Did you know that the average person's password is fairly easy to guess?  Most people use their name or something personal about them in their passwords, so hackers use dictionaries of common English names, numbers and words to hack passwords.  In fact, you can see the list of the top 10,000 passwords here.  (Hopefully you're isn't on the list!)  But perhaps what's even more startling is that current software has been successfully used to crack passwords that are 55 characters long!

But you don't need to be one of those average people...  Instead, think about replacing your out of date passwords with strong passphrases.  What's that?  What's a passphrase and how do I pick one?  We're glad you asked. 

These 5 tips will help you out:

1. Choose a phrase that's at least five words long. You might start with your favorite book, song, movie or a quote. Longer passwords are harder to guess than shorter ones, so you could use the entire phrase as your password.  We still recommend doing Step 2.  If the application won't allow such long passwords, then you could use the first letters of each word as your password. For example, the first letters of the book title "The Cat in the Hat" are: tcith. This step protects you from a dictionary attack, in which someone tries to crack your phrase using known words (and proper names).
2. Alter some of it. The hardest to guess passwords\passphrases are "complex", which means they use a mix of numbers, symbols and upper and lower case letters.  Take your passphrase from Step 1 and replace some lowercase letters with capital letters, numbers or symbols. For example: Tc!tH capitalizes the first and last letter and replaces the "i" with an exclamation point. (You could replace an "a" with the "@" symbol too.) Make it simple; don't write your system down.
3. Customize the password for each use. Add a character or three to the core password to ensure that every pass phrase is at least seven characters long and includes a number. Generate an extra letter and number based on the name of the program you're accessing. For example: g6Tc!tH could be a password for a Google Gmail account, adding an "o" for the last letter of Google, and a 6, for the number of letters in Google.
4. Write down your hint. Now you can write down a mnemonic device that will jog your memory without being obvious to anyone else. Hide this piece of paper or keep it in your wallet. For example, you could write down "basic: cat" to recall the Dr. Seuss title.
5. Establish different levels of passwords.

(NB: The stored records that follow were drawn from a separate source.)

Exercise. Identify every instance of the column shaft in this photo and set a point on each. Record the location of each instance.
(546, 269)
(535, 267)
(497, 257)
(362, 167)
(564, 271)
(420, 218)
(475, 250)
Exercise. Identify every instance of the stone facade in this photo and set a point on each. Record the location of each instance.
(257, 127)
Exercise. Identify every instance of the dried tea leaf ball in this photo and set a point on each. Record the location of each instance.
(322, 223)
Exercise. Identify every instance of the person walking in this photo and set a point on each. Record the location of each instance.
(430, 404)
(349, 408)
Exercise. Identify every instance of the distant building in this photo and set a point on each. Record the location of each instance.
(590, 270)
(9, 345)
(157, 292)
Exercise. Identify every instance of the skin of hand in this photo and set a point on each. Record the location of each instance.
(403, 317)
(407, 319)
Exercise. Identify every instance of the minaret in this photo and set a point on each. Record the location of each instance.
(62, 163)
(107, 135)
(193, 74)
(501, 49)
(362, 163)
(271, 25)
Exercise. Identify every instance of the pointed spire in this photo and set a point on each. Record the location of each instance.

Use different core phrases to develop passwords for online banking, for accounts that use your credit card and for those that don't involve financial information.
6. Change your passwords often.  If you can't change your password every 90 days, use daylight-saving time as the reminder to change your passwords.  If you don't change them and someone is able to get them, this will stop them from using your accounts for a long period of time.

Want to test how long it would take a hacker to crack your password?  You can test a password over at HowSecureIsMyPassword.net.  But don't put in your actual passwords!!!